Serverless computing is a hot topic. Especially AWS Lambda is gaining traction. It is being used as the foundation of Amazon's Alexa product-line and the basis of entire web sites like A Cloud Guru. We can rapidly build and release new business value to our customers like never before.

That said, we still want to deploy working solutions even at high velocity. Our production releases should be of highest quality and should not endanger any users or depending systems.

Typically we apply techniques like Canary Releases and Blue Green Deployments to reduce the risk of going into production and to be able to easily rollback any broken solutions.

In this short post, I want to introduce you to AWS Lambda traffic shifting. This rather new feature allows us to do Canary Releases and Blue Green Deployments in a Serverless world. I will show you, how to use this to rollout new features in a controlled fashion and how to rollback to a safe point if things go wrong.

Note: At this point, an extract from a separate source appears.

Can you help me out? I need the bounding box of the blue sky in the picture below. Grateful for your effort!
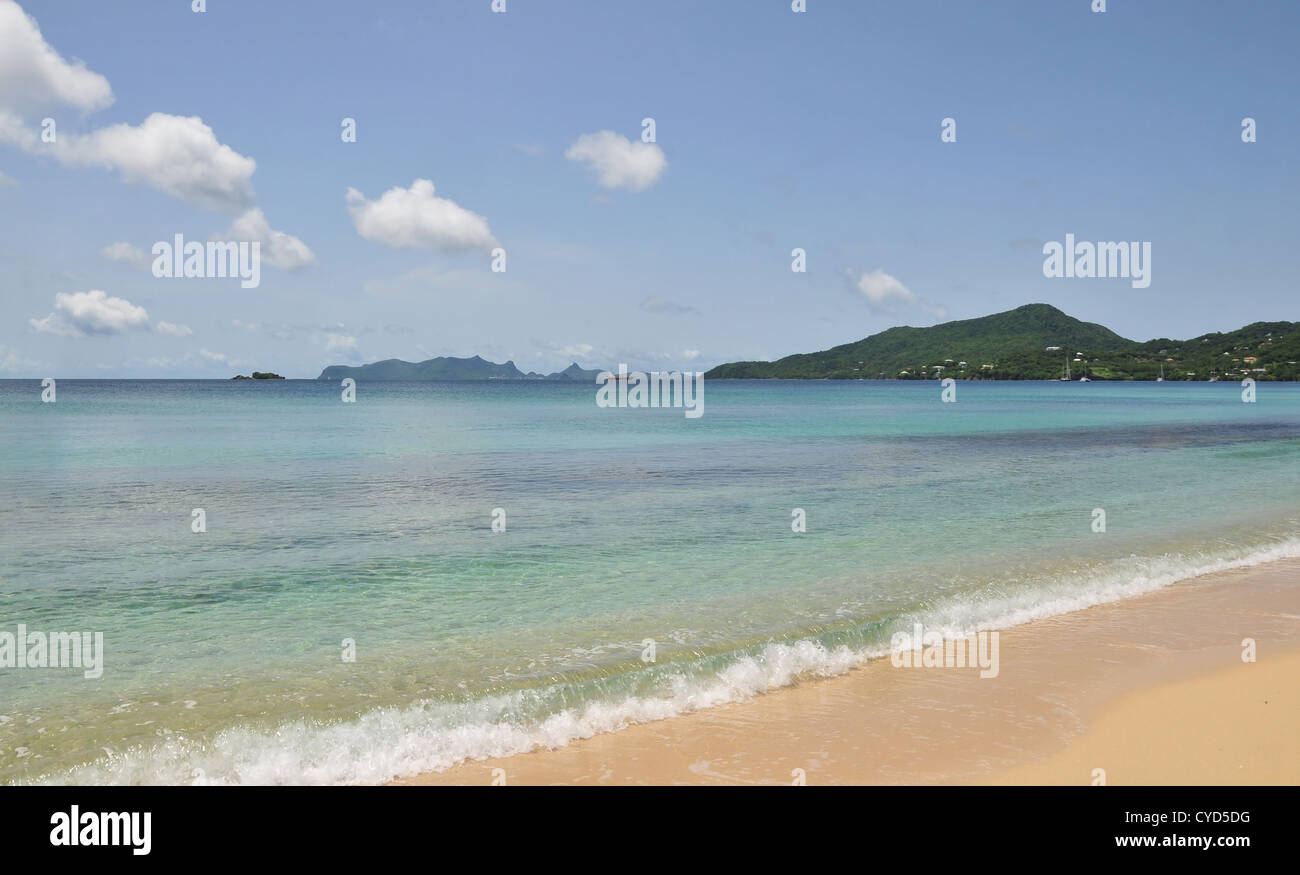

If you need a quick refresher on AWS Lambda, please look at a previous post.

Blue Green Deployments and Canary Releases

Before we dive into AWS Lambda traffic shifting, we need to refresh our understanding of Blue Green Deployments and Canary Releases.

When we deploy our solutions to production or update an existing solution, we want to keep downtime at a minimum. In today's world being down for 4 hours of maintenance is simply no viable option anymore.

Blue Green Deployments can help us here. Consider the following illustration.

Blue Green Deployments reduce downtime to a minimum

A customer accesses our system's current version, the Blue Release via a load balancer. Upon release of the new version (the green box) we can wait for the new version to stabilize, e.g. database migrations to take place and so on.
At the time the Green Release is ready to be used, we can switch the load balancer to the the new version without any visible implications to the customer. In addition, if the Green Release somehow fails, we can easily switch back to the Blue Release. A safe haven if things go wrong.

Canary Releases are similar to Blue Green Deployments. They try to reduce the risk of deploying new versions by slowly rolling out the update to a reduced set of users. You could start by directing 10% of incoming traffic to the new Green Release and step wise increase that percentage until you reach 100%. At that point you can decommission the Blue Release.

Versions and Lambda functions

Before we can continue our discussion of Blue Green Deployments and Canaries, we need to look at the exact way, AWS Lambda handles our functions.

Whenever you upload your code to AWS Lambda, AWS stores your code in a S3 bucket. Let's check this using a simple Hello-World Lambda:

exports.handler = (event, context, callback) => {
  callback(null, 'Hello World!')
}

We create the Lambda function using the command line. First create the Zip-file containing the code.

$ zip index.zip index.js

Then create the function called TrafficShiftDemo. Note that I refer to a role-arn using $ROLE_ARN, see my previous post if you need help with this...and I have truncated all arns to keep things readable.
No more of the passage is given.